Namun Ichal dengan cepat juga menarik lengan gadis itu membuat langkah mereka bertiga tertahan kembali di koridor itu. Lihat pemandangan apa lagi yang akan terjadi sekarang, Ayu sudah tidak bisa membayangkan bagaimana orang yang melihat akan menilainya di tempat ini. Beberapa menit yang lalu kepala rumah sakit menyatakan kalau dirinya adalah kekasih sang dokter dan detik ini juga seorang pria datang dan menghentikan mereka.
"Saya memang tak ada urusan dengan anda.
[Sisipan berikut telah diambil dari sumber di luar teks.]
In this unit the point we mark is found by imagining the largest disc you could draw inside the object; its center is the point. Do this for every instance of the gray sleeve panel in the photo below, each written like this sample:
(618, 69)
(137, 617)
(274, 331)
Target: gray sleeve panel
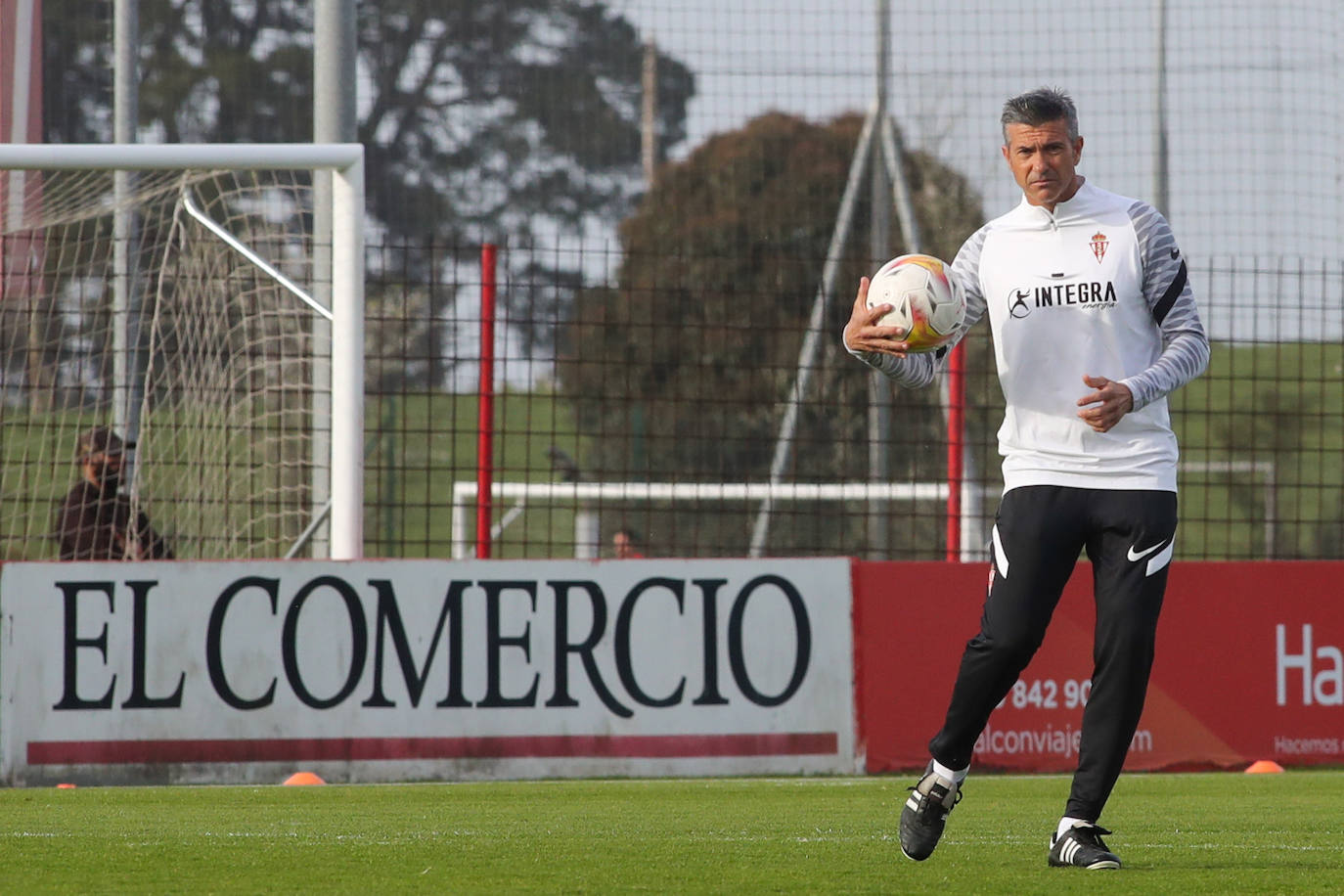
(1172, 301)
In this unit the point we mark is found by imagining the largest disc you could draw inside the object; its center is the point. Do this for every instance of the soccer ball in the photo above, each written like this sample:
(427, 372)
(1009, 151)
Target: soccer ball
(926, 301)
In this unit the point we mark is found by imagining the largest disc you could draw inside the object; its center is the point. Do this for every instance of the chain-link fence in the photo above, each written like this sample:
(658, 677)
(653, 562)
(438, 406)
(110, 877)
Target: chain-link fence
(664, 180)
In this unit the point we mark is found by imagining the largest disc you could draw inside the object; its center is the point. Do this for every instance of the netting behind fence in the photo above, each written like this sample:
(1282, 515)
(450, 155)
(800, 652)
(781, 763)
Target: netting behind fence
(654, 305)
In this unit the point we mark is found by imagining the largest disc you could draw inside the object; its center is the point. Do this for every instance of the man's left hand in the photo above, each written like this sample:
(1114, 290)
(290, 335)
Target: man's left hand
(1103, 406)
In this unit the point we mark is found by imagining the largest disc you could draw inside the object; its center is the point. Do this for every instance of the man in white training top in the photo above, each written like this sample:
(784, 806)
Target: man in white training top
(1093, 324)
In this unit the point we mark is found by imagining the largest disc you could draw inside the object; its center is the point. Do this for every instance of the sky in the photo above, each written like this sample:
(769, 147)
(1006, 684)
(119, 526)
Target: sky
(1253, 112)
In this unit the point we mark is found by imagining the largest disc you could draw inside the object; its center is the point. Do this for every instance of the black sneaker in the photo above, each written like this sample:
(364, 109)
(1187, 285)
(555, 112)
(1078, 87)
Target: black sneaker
(1082, 846)
(926, 814)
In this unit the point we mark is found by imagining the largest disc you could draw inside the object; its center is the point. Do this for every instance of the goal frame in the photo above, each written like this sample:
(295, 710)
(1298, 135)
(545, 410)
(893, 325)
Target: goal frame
(345, 164)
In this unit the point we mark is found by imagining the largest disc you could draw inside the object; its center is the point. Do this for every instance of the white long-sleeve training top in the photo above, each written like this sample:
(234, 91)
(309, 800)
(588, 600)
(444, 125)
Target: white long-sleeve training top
(1097, 287)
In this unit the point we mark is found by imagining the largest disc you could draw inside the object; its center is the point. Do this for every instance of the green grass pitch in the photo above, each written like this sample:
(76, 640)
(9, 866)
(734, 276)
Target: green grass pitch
(1176, 833)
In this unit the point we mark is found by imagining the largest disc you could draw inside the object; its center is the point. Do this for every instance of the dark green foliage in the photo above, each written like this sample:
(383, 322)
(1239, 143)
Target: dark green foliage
(701, 332)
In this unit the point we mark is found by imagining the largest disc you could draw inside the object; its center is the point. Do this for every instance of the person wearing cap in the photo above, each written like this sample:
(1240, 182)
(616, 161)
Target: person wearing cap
(94, 521)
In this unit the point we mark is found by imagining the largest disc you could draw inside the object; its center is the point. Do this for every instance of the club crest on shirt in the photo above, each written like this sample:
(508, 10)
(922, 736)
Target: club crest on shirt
(1099, 245)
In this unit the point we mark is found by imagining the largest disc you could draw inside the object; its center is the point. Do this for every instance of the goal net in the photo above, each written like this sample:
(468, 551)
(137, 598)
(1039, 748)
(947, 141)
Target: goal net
(179, 295)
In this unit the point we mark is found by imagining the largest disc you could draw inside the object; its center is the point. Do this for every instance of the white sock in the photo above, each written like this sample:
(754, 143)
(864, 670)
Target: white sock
(1066, 823)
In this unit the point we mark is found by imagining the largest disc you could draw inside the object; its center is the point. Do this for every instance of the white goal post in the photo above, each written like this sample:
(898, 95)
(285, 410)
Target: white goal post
(22, 219)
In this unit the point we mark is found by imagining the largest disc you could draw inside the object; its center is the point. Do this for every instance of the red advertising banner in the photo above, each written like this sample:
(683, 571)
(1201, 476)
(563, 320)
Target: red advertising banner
(1250, 665)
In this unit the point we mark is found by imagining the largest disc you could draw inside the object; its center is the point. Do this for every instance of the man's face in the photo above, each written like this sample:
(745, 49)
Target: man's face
(104, 470)
(1043, 161)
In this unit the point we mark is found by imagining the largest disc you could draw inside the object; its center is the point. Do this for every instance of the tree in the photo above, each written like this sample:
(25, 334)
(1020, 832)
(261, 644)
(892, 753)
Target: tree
(704, 324)
(504, 119)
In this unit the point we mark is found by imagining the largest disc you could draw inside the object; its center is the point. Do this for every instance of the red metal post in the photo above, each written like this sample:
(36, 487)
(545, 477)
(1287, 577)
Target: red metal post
(956, 445)
(485, 409)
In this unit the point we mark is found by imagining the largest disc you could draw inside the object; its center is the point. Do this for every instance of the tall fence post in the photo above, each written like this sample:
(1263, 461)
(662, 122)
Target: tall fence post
(485, 407)
(956, 443)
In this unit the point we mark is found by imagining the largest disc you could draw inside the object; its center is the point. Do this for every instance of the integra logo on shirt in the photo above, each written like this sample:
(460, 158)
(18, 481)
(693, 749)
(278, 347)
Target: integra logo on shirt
(1092, 295)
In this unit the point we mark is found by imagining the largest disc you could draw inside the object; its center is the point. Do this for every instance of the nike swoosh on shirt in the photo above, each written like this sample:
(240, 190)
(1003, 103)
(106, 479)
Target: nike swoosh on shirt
(1139, 555)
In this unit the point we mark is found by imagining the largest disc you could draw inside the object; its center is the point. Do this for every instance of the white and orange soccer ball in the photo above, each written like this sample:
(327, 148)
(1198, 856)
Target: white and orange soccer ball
(926, 301)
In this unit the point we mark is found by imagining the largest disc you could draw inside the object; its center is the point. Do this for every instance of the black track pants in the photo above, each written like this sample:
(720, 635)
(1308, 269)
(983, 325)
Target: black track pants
(1038, 536)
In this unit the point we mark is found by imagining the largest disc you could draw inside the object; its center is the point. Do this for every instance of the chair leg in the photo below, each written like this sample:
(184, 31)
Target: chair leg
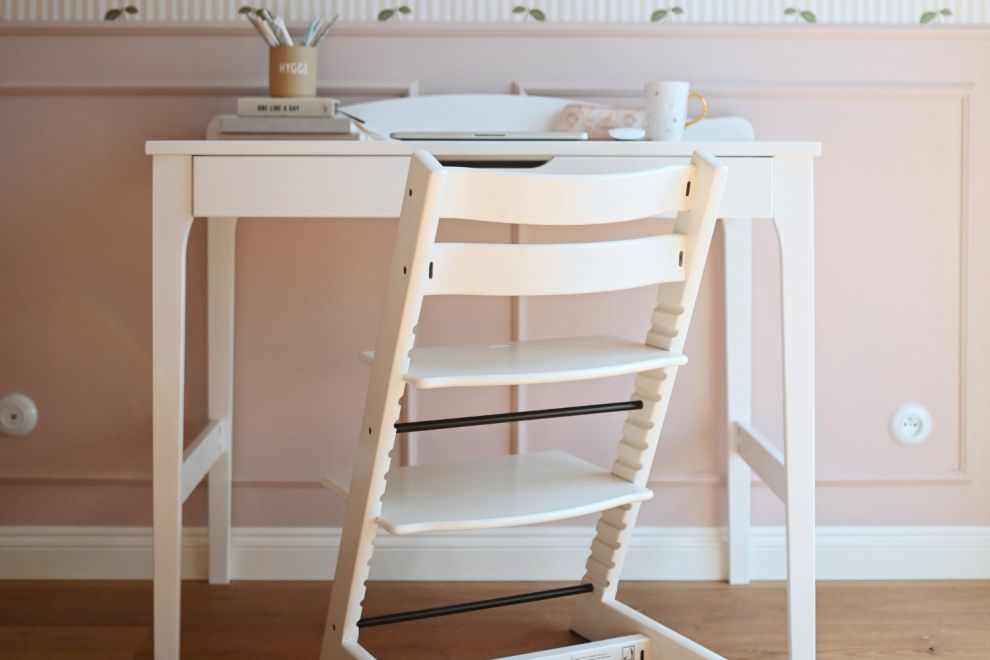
(356, 546)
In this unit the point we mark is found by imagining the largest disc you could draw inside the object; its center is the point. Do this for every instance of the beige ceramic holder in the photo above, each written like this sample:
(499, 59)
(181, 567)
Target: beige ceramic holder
(292, 71)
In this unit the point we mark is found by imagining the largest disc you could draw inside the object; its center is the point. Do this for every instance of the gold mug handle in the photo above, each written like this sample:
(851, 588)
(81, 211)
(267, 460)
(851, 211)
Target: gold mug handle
(704, 108)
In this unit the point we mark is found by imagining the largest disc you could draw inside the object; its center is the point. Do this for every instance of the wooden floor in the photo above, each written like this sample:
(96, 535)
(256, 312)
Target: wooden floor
(112, 620)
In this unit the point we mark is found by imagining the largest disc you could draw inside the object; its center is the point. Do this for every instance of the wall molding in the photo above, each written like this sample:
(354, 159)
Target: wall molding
(196, 88)
(240, 29)
(535, 553)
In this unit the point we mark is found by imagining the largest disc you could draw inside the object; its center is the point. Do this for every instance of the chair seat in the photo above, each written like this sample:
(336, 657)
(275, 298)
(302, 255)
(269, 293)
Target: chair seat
(532, 361)
(495, 492)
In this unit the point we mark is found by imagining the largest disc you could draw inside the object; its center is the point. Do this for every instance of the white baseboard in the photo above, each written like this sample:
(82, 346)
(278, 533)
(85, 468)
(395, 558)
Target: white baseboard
(535, 553)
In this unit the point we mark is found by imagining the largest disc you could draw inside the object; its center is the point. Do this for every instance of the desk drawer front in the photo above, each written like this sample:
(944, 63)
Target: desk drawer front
(298, 186)
(371, 186)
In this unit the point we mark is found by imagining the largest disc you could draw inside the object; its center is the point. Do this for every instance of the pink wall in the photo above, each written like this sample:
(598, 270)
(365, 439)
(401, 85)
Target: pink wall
(903, 302)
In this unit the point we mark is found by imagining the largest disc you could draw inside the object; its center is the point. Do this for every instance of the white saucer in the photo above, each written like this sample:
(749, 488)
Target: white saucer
(627, 133)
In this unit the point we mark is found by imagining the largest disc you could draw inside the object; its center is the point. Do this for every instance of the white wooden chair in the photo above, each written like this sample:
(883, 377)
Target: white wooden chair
(538, 487)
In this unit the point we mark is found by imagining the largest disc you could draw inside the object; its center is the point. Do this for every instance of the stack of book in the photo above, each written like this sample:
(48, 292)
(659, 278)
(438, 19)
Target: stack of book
(262, 118)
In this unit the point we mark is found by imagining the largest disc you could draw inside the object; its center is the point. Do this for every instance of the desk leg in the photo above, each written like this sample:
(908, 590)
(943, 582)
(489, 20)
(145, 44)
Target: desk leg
(220, 284)
(738, 234)
(794, 218)
(171, 221)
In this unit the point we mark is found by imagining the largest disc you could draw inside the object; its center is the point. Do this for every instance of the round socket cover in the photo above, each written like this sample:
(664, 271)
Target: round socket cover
(18, 415)
(911, 424)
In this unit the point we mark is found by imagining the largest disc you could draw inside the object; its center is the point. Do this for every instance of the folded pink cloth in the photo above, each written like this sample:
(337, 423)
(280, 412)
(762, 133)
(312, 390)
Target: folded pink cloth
(597, 119)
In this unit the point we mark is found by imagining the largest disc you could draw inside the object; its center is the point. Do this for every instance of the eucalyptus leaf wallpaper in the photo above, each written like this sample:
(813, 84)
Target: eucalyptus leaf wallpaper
(930, 13)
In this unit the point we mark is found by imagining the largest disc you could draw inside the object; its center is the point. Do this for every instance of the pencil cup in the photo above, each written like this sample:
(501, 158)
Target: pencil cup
(292, 71)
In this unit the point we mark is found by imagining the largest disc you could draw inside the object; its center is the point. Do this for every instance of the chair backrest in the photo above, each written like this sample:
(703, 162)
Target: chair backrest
(421, 266)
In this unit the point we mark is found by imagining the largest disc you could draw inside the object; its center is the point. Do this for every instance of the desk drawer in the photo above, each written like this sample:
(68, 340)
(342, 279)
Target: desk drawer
(371, 186)
(298, 186)
(748, 191)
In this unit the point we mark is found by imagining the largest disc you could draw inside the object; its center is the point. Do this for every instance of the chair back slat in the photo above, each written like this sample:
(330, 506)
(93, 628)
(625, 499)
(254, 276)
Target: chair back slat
(485, 269)
(574, 199)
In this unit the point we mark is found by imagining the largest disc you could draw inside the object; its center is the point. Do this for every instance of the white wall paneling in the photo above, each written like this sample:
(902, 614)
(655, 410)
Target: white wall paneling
(861, 12)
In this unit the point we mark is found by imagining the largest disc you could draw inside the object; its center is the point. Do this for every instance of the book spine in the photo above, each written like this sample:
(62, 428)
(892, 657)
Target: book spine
(288, 125)
(286, 107)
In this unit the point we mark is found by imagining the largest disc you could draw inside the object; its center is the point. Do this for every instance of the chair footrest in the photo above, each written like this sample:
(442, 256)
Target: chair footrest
(500, 491)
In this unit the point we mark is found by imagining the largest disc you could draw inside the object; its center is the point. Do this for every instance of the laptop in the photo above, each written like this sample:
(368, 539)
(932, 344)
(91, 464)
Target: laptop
(502, 136)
Tapi saya ada urusan dengan mahasiswi ini." Ucap Ichal yang terdengar bernada emosi dari wajahnya saja sudah terlihat jelas pria berstatus suami orang itu tengah menahan emosi. "Seharusnya kalian para tenaga kesehatan di rumah sakit itu mengurus pasien bukan malah berpacaran." Lanjutnya lagi menyeringai.
"Situasi macam apa lagi ini, kok hari ini malah jadi kacau banget sih rasanya. Baru juga belajar cari duit malah udah kena masalah begini!" Ayu hanya bisa membatin seraya berusaha mencerna situasi yang kini menimpanya.
Bukannya tersinggung Imam malah tersenyum kecil, "maaf kami juga punya jam kerja masing-masing dan ini adalah waktu untuk kami beristirahat jadi anda tidak perlu repot-repot untuk mengoreksi kegiatan kami. Lagi pula sepertinya Anda berpikir dan melihat terlalu jauh, kami tidak sedang berpacaran. Anda bisa melihat Kami sedang berjalan di koridor seperti yang lainnya kalau penglihatan anda tidak bermasalah."Jawab Imam dengan bijak.